While there are hundreds of ways in which a context can be classified, there are three aspects that are significantly more important than the others:

  1. The Risk Scale: On a scale of 0 to 10, what level of risk appeals to our best self? A person on the lower end of this scale might prefer easy and comfortable life-situations. A person on the other end of this scale might prefer being challenged and pushed out of their comfort zone frequently.
  2. The Uncertainty Scale: On a scale of 0 to 10, what level of uncertainty brings out our best? A person on the lower end of this scale might prefer highly stable and predictable situations, while a person on the opposite end might invite ambiguity and unpredictability into their life-contexts.
  3. The Novelty Scale: On a scale of 0 to 10, how much novelty do we need to feel optimally stimulated? A person on the lower end of this scale might prefer familiar and consistent situations. A person on the higher end might prefer situations that are new and unfamiliar.

A good way of knowing where we stand on the above RUN Scale is to think of all the life-situations in which we felt the strongest, happiest and most driven. More often than not, they’ll reveal a pattern that was present all along, waiting to be discovered.
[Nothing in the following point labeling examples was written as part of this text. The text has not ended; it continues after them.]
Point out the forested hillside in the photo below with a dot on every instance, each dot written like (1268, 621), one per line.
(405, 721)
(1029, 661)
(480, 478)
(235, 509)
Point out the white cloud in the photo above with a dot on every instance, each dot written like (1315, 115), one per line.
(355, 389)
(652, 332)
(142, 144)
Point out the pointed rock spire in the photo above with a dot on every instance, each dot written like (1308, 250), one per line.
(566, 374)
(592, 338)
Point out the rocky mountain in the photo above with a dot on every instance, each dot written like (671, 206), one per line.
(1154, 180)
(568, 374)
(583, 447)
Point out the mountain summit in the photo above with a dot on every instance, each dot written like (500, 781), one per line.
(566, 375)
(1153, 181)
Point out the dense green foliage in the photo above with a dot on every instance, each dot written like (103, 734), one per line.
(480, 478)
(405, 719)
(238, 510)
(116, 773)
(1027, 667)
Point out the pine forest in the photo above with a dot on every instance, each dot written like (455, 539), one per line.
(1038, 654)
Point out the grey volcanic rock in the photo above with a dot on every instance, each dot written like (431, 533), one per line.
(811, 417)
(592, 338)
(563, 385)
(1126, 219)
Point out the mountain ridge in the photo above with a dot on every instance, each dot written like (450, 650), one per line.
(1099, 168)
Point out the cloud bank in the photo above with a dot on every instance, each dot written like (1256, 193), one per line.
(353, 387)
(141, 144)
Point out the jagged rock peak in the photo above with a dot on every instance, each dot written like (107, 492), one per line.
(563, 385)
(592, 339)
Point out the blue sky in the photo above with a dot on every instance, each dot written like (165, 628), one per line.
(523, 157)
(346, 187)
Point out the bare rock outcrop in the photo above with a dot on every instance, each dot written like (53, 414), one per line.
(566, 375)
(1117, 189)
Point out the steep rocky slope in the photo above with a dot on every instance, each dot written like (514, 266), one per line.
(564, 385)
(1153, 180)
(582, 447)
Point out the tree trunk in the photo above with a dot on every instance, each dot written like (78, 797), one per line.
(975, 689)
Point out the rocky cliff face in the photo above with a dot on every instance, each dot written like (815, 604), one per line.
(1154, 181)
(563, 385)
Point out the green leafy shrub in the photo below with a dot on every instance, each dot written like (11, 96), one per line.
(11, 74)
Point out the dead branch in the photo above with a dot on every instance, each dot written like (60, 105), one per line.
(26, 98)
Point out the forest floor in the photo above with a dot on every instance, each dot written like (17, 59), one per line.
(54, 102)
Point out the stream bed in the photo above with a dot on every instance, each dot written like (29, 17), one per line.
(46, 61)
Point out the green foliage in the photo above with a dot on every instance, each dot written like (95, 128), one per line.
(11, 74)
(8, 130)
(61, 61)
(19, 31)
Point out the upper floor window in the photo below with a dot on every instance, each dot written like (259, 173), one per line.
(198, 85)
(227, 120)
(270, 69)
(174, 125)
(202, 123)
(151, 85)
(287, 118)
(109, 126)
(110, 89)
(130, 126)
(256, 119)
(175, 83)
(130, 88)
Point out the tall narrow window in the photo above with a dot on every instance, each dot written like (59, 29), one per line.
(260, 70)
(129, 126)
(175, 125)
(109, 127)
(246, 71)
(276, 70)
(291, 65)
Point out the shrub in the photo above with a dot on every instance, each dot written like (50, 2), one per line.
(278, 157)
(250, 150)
The closer someone is to where we stand on these scales, the easier it’ll be to build a life together without unhealthy conflict.

Psst: If you want a quiz that kinda evaluates the same attributes of a person, you can take the Fisher’s chemical type quiz here – She has her own theory of which chemical types are good matches, but I find that her predictions overlap almost completely with the novelty-uncertainty-risk scale.

Takeaway: Being similar to each other in the amount of novelty, uncertainty and risk we seek in life can greatly improve the ease with which we can build a life together.